Chorar Sobre o Leite Derramado – Comunicação de Crise e Risco

Cada vez mais, as organizações têm que manter relações de confiança com os seus stakeholders, trabalhar questões com o ambiente interno e externo, agir de maneira responsável, criar bons valores e ajudar causas de forma a manter uma boa reputação. A reputação é a maneira como a organização é percecionada e é algo que é decisivo quando se trata se a organização é “boa” ou má”. Mas, e se não for apenas os valores e as ações que contribuem para manter uma boa reputação? E Se for começado a ser posto em causa a própria indústria e a própria atividade da empresa?

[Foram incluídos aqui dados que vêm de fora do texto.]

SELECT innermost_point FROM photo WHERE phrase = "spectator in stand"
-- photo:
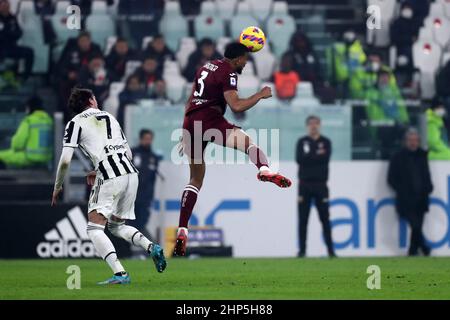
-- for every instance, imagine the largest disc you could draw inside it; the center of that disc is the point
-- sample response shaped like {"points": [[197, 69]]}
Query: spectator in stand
{"points": [[366, 78], [304, 59], [408, 78], [443, 87], [206, 51], [76, 54], [10, 33], [384, 101], [117, 59], [404, 31], [421, 8], [32, 144], [45, 8], [286, 79], [387, 113], [343, 60], [95, 76], [437, 144], [133, 92], [146, 161], [151, 77], [409, 176], [158, 49]]}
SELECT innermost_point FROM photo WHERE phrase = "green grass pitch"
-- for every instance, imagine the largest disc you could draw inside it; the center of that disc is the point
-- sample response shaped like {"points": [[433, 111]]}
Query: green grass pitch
{"points": [[220, 278]]}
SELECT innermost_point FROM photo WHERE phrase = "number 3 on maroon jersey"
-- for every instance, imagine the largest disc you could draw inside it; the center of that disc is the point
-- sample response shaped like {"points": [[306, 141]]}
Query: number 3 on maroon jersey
{"points": [[200, 81]]}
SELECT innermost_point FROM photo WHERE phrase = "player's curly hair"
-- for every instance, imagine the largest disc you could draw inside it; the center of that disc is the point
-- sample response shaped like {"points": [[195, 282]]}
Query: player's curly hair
{"points": [[235, 50], [79, 99]]}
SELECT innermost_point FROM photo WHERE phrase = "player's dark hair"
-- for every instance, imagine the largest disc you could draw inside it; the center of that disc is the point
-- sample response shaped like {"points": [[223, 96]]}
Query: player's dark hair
{"points": [[143, 132], [79, 99], [84, 34], [235, 50], [312, 117]]}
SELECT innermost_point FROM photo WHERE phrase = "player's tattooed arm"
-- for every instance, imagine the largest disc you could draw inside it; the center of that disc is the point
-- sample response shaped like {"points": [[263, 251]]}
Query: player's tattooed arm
{"points": [[242, 104], [63, 166]]}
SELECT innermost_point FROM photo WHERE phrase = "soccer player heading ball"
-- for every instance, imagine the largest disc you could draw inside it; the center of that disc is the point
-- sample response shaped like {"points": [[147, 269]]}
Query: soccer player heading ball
{"points": [[215, 86]]}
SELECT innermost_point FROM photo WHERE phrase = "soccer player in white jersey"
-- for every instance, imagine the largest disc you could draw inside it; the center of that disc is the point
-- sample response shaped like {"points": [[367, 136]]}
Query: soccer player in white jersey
{"points": [[115, 181]]}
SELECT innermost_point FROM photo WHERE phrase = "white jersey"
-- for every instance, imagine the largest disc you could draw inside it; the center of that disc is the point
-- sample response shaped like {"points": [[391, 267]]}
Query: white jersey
{"points": [[98, 134]]}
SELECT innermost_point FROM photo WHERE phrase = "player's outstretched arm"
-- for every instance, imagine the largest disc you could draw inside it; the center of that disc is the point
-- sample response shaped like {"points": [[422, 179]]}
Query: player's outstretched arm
{"points": [[63, 166], [239, 105]]}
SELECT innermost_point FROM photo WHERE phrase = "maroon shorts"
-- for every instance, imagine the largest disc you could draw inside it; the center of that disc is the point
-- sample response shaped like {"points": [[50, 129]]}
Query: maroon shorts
{"points": [[201, 127]]}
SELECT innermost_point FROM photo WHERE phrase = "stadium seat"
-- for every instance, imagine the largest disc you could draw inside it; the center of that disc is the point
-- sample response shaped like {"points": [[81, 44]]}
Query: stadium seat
{"points": [[280, 27], [100, 25], [425, 33], [173, 32], [14, 6], [208, 26], [280, 8], [271, 103], [33, 36], [265, 63], [208, 8], [175, 87], [437, 9], [260, 9], [62, 33], [111, 104], [187, 46], [427, 58], [99, 7], [441, 33], [387, 9], [305, 90], [110, 42], [146, 41], [131, 67], [248, 85], [241, 20], [221, 44], [226, 8]]}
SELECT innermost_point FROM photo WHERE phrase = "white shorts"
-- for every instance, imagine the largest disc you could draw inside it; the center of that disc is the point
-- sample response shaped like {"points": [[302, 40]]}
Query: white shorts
{"points": [[115, 196]]}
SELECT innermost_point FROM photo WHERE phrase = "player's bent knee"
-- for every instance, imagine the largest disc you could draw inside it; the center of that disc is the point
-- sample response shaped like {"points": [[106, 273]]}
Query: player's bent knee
{"points": [[93, 230], [96, 217], [121, 230]]}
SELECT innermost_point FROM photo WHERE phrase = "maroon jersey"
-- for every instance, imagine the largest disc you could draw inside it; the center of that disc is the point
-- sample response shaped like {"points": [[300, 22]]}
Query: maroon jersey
{"points": [[210, 82]]}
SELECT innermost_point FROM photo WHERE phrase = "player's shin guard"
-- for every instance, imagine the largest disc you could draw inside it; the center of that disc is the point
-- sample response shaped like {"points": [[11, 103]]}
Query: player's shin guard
{"points": [[104, 246], [130, 234], [258, 157], [188, 200]]}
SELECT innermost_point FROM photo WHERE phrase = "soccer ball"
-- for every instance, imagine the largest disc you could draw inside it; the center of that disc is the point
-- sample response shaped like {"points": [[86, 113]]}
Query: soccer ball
{"points": [[253, 38]]}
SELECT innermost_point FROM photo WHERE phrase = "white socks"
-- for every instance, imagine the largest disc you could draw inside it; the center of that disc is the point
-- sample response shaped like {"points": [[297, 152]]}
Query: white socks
{"points": [[104, 246], [130, 234], [184, 229]]}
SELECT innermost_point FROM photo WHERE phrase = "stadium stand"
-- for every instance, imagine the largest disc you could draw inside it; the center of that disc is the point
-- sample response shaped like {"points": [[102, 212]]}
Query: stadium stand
{"points": [[322, 22]]}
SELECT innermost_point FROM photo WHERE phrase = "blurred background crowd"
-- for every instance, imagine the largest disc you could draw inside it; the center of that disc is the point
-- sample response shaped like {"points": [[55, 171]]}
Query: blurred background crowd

Atualmente, manter uma reputação organizacional forte é algo muito mais difícil do que há décadas atrás. Isto deve-se grande parte aos meios de comunicação social que ao se tornarem mais acessíveis e influenciadores, permitiram que a informação deixasse de ter barreiras temporais e espaciais. Permitiram que cada individuo comum tivesse a vontade de partilhar a sua própria opinião, as suas crenças e valores e por em causa outras.

Nesse sentido, para além dos meios de comunicação social que influenciam a opinião pública, há outros mecanismos que apresentam ameaças à reputação organizacional – os movimentos sociais. Os movimentos sociais agrupam numerosas pessoas em prol de uma causa, de um estilo de vida, de uma vontade e têm grande difusão devido aos meios de comunicação e redes sociais que ajudam a passar a palavra.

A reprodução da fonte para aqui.